In dit verhaal wordt verteld over een wandeling in die stad ’naar de singels’. Ongetwijfeld is hiermee het zg. Slingerbos op de stadswallen bedoeld. Over de contacten van zijn hoofdpersoon Japi met de Zierikzeeënaars zegt hij: 'De Zeeuwen zijn de beroerdsten niet’. Daarna schenkt P. H.
Ritter jr. in zijn ’Sentimentele Aardrijkskunde’ uitvoerig aandacht aan Schouwen-Duiveland, o.a. in de hoofdstukken Schouwen I. De wraak der meermannen, II. Liefelijk leven na ruisend geluid, III. Een blanke droomster aan een verzande kust (over Brouwershaven) en Eindeloze reizen en gepeizen (p. 138-155 en 168-172). Bedoeling van de schrijver was Zeeland te laten zien ’voor zijn geschondenheid. Het Zeeland dat de oorlog trotseerde toont de tekenaar (Anton Pieck) in zijn beeld’.

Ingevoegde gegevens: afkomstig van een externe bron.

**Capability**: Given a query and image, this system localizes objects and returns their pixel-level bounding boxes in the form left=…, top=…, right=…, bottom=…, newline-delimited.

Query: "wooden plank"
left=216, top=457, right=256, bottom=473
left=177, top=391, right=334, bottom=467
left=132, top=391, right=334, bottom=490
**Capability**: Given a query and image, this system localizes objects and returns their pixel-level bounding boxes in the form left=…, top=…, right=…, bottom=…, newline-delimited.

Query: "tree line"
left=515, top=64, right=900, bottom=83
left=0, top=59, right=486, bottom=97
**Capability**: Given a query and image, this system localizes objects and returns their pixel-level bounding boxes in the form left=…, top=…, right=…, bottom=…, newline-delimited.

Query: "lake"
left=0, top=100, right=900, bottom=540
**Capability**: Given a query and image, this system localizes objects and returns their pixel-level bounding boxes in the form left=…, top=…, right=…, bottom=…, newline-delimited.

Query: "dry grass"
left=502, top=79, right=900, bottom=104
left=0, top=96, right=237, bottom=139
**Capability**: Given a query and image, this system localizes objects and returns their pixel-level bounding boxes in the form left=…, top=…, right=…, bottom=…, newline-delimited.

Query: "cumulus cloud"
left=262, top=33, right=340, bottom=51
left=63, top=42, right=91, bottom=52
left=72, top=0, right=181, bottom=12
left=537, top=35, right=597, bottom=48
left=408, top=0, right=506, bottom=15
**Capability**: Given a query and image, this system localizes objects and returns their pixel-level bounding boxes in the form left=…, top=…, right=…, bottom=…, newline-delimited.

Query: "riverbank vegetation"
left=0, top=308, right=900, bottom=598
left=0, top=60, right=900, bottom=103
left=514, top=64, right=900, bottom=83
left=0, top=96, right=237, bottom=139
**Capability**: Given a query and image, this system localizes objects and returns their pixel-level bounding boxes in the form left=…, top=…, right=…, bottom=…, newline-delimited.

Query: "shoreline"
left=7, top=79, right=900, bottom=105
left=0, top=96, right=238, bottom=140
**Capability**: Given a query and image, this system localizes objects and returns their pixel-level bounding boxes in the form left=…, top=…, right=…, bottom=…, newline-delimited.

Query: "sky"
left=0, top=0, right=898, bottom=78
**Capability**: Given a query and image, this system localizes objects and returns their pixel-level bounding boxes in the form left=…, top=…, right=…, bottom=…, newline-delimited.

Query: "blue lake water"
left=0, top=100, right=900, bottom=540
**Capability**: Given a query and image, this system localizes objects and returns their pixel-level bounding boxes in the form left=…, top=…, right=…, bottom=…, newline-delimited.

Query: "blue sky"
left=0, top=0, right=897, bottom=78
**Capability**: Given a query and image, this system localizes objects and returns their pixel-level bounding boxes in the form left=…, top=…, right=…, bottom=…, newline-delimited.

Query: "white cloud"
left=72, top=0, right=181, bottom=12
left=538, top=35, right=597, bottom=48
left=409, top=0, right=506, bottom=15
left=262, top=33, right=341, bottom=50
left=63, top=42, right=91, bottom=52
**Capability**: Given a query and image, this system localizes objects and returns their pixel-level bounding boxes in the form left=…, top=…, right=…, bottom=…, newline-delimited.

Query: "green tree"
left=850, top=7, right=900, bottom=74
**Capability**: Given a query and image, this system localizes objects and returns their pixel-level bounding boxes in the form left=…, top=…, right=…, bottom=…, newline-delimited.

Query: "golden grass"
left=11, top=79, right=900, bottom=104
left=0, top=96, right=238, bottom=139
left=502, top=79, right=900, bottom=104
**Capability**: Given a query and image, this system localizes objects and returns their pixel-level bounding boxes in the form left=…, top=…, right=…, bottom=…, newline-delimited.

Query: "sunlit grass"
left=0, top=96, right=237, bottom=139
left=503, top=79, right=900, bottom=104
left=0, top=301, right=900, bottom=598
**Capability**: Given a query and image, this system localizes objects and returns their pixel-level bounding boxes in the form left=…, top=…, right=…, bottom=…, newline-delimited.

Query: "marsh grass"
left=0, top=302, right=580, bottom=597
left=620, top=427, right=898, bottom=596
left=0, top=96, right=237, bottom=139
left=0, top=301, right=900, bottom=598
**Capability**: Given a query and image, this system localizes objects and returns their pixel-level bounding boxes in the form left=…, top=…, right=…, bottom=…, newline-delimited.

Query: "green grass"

De geschondenheid door de watersnoodramp van 1953 is het onderwerp van de roman van Paul Zumthor, Les hautes eaux (Parijs 1958). Wij ervaren hierin de angsten van ’de ramp’ in het gezin van de Duivelandse familie Van der Moere met echt Zeeuwse voornamen als Joos, Kees en Jane. In dit orthodox-gereformeerde, zeer calvinistische milieu ziet men de watersnood als Goddelijke straf.